We invite you to Time Out’s special screening of David Lean’s simmering post-war romance ‘Brief Encounter’, introduced by one of the film’s biggest fans, ‘Happy-Go-Lucky’ and ‘Submarine’ star and Golden Globe winner Sally Hawkins.

Next week, on Tuesday April 5, the British actress Sally Hawkins will introduce a special London screening of ‘Brief Encounter’ , David Lean’s swoonsome tale of forbidden love in the provinces.

Earlier this year, we asked 150 members of the British film industry – actors, writers, directors, producers and critics – to take part in a definitive poll of the 100 Best British Films. In the third of our ten-week season of celebratory screenings, we present the film which placed at number 12 on that list.

Adapted from his own one-act play ‘Still Life’ by Noël Coward, the 1945 film follows a pair of lonely married people – suburban housewife Laura (Celia Johnson) and hospital consultant Alec (Trevor Howard) – whose desperate need for understanding and companionship leads them into a friendship which can never go any further.

The film is famous as a painfully English portrait of middle-class repression, that horror of stepping out of line even at the expense of one’s own happiness. But dig a little deeper, and there’s a raging torrent of emotion flooding through ‘Brief Encounter’: in its own subtle, sympathetic, unsentimental way the film is every bit as transgressive as any of the more explicit tales of hidden romance which came after: think ‘Last Tango in Paris’, only with a trip to Boots replacing hijinks with butter.

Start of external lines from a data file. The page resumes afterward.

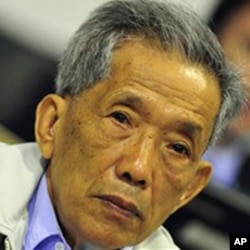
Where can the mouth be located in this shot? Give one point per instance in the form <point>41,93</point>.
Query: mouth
<point>125,207</point>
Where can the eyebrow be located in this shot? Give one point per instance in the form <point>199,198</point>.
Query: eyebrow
<point>189,128</point>
<point>130,100</point>
<point>133,101</point>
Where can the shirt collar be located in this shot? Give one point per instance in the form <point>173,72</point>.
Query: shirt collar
<point>42,221</point>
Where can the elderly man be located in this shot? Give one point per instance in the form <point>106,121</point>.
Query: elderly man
<point>142,90</point>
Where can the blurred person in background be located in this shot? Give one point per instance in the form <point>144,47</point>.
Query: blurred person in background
<point>231,156</point>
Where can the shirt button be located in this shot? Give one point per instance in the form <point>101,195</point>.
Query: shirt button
<point>59,246</point>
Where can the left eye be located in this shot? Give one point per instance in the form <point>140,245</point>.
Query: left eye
<point>120,117</point>
<point>180,149</point>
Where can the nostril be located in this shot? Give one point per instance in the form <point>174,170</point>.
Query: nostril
<point>142,183</point>
<point>126,176</point>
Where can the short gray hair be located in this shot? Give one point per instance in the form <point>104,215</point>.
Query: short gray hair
<point>87,59</point>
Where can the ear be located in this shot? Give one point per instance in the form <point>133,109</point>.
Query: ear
<point>198,183</point>
<point>49,111</point>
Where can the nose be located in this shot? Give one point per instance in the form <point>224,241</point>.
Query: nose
<point>136,165</point>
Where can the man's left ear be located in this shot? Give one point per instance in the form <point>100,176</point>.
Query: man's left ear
<point>198,183</point>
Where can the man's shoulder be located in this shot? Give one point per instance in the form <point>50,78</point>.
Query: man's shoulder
<point>19,164</point>
<point>160,239</point>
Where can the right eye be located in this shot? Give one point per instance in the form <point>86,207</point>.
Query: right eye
<point>120,117</point>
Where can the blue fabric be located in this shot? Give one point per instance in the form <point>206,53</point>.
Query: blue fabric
<point>43,229</point>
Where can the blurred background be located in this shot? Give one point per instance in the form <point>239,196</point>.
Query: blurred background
<point>33,35</point>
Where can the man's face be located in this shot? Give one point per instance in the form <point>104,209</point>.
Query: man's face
<point>125,154</point>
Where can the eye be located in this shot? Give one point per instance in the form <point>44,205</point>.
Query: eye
<point>180,149</point>
<point>120,117</point>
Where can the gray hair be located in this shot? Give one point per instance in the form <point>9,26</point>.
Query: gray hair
<point>87,59</point>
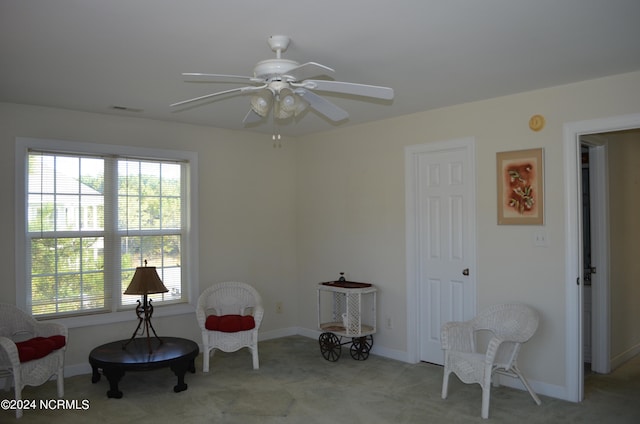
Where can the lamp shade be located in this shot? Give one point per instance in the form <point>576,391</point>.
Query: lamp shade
<point>146,281</point>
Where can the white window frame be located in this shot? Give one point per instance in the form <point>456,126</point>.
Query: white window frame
<point>190,246</point>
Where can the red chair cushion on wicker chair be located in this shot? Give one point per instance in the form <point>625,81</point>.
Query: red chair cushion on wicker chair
<point>39,347</point>
<point>230,323</point>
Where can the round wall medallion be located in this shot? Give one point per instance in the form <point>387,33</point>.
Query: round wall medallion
<point>536,123</point>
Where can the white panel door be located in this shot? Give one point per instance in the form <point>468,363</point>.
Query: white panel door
<point>445,241</point>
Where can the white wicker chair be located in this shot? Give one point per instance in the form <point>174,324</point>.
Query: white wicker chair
<point>15,326</point>
<point>229,298</point>
<point>510,325</point>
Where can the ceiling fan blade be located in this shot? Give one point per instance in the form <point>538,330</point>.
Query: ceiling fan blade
<point>322,105</point>
<point>239,90</point>
<point>349,88</point>
<point>251,117</point>
<point>200,77</point>
<point>308,70</point>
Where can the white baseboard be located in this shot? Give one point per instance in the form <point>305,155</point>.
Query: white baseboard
<point>618,360</point>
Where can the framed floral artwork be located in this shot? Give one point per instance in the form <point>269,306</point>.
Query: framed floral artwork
<point>520,187</point>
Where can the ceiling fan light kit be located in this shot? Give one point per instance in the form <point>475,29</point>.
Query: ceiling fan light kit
<point>282,87</point>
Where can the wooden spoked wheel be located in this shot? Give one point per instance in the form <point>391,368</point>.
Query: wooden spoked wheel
<point>360,347</point>
<point>330,346</point>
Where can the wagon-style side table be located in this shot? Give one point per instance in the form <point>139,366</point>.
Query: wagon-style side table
<point>114,360</point>
<point>346,309</point>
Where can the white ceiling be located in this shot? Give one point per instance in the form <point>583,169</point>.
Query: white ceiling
<point>94,54</point>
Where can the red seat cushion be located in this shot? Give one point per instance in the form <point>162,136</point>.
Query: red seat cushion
<point>230,323</point>
<point>39,347</point>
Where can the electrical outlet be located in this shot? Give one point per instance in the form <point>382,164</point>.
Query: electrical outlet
<point>540,238</point>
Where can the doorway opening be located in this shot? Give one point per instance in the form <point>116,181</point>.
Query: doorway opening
<point>574,268</point>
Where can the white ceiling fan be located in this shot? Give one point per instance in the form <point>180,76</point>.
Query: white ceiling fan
<point>283,87</point>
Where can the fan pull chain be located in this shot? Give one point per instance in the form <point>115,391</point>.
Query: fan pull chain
<point>276,140</point>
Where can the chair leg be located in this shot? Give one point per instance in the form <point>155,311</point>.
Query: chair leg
<point>445,384</point>
<point>206,352</point>
<point>254,354</point>
<point>61,382</point>
<point>486,394</point>
<point>526,385</point>
<point>18,392</point>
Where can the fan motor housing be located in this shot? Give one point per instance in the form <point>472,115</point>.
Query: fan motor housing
<point>273,68</point>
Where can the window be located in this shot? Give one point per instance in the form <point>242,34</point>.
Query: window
<point>92,214</point>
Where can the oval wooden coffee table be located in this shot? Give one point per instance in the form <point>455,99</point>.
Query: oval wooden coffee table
<point>114,360</point>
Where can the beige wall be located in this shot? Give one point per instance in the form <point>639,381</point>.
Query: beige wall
<point>246,208</point>
<point>351,213</point>
<point>286,219</point>
<point>624,204</point>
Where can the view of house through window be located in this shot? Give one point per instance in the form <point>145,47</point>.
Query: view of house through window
<point>91,221</point>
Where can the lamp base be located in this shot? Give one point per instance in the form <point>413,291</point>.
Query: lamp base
<point>144,312</point>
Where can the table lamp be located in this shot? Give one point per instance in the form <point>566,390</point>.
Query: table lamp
<point>145,281</point>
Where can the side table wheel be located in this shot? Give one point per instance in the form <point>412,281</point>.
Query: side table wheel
<point>360,347</point>
<point>330,346</point>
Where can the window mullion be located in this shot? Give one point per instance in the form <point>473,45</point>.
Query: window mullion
<point>111,236</point>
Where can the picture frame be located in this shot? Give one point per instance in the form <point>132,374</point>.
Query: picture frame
<point>520,187</point>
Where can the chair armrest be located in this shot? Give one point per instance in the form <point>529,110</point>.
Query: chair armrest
<point>8,353</point>
<point>492,349</point>
<point>457,336</point>
<point>201,316</point>
<point>258,313</point>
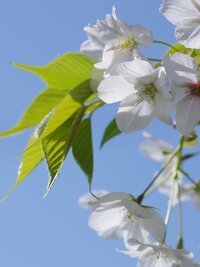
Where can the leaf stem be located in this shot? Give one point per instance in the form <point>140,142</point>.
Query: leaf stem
<point>141,196</point>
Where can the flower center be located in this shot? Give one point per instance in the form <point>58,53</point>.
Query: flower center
<point>147,92</point>
<point>194,89</point>
<point>127,216</point>
<point>124,44</point>
<point>127,43</point>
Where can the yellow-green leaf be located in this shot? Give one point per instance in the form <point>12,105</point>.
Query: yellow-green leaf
<point>83,149</point>
<point>65,72</point>
<point>111,131</point>
<point>39,108</point>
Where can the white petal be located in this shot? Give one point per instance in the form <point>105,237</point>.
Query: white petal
<point>163,109</point>
<point>136,69</point>
<point>136,209</point>
<point>142,35</point>
<point>187,114</point>
<point>178,11</point>
<point>178,92</point>
<point>134,230</point>
<point>181,68</point>
<point>133,115</point>
<point>114,89</point>
<point>88,201</point>
<point>162,83</point>
<point>113,197</point>
<point>155,226</point>
<point>189,35</point>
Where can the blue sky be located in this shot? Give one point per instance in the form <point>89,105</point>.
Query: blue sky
<point>54,232</point>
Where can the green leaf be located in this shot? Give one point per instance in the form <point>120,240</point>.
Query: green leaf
<point>191,139</point>
<point>111,131</point>
<point>82,148</point>
<point>58,143</point>
<point>65,72</point>
<point>177,48</point>
<point>82,92</point>
<point>62,113</point>
<point>39,108</point>
<point>32,156</point>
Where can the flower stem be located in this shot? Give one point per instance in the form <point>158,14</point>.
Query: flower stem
<point>155,59</point>
<point>180,243</point>
<point>166,44</point>
<point>170,205</point>
<point>189,178</point>
<point>175,183</point>
<point>141,196</point>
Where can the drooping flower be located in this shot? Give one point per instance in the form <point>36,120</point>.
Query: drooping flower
<point>114,42</point>
<point>88,201</point>
<point>118,215</point>
<point>185,14</point>
<point>157,255</point>
<point>143,92</point>
<point>183,71</point>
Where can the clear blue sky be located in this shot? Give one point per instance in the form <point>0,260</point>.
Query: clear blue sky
<point>54,232</point>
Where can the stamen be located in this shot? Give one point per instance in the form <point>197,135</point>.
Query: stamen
<point>124,44</point>
<point>194,89</point>
<point>147,92</point>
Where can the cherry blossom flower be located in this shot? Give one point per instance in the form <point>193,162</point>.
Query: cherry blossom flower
<point>143,92</point>
<point>157,254</point>
<point>114,42</point>
<point>88,201</point>
<point>118,215</point>
<point>191,192</point>
<point>183,71</point>
<point>185,14</point>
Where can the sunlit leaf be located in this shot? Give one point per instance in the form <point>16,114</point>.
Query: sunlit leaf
<point>83,149</point>
<point>39,108</point>
<point>110,132</point>
<point>57,144</point>
<point>65,72</point>
<point>32,156</point>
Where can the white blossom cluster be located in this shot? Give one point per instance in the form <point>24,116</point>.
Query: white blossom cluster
<point>123,74</point>
<point>118,215</point>
<point>145,92</point>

We’re thrilled to have Sally Hawkins on hand to introduce the film : she’s part of a tradition of strong but sensitive British actresses stretching back to Celia Johnson and beyond, and her insights into the film – as a performer and as a fan – are bound to be fresh and passionate. The star of ‘Made in Dagenham’ and ‘Happy-Go-Lucky’ – for which she won the Golden Globe for Best Actress – she has also appeared in ‘An Education’, ‘Submarine’ and ‘Never Let Me Go’, as well as other collaborations with Mike Leigh in ‘All or Nothing’ and ‘Vera Drake’.

So join us next Tuesday, April 5, for this unique event, and lose yourself in the finest, saddest, most stirringly beautiful romantic film ever made in these isles.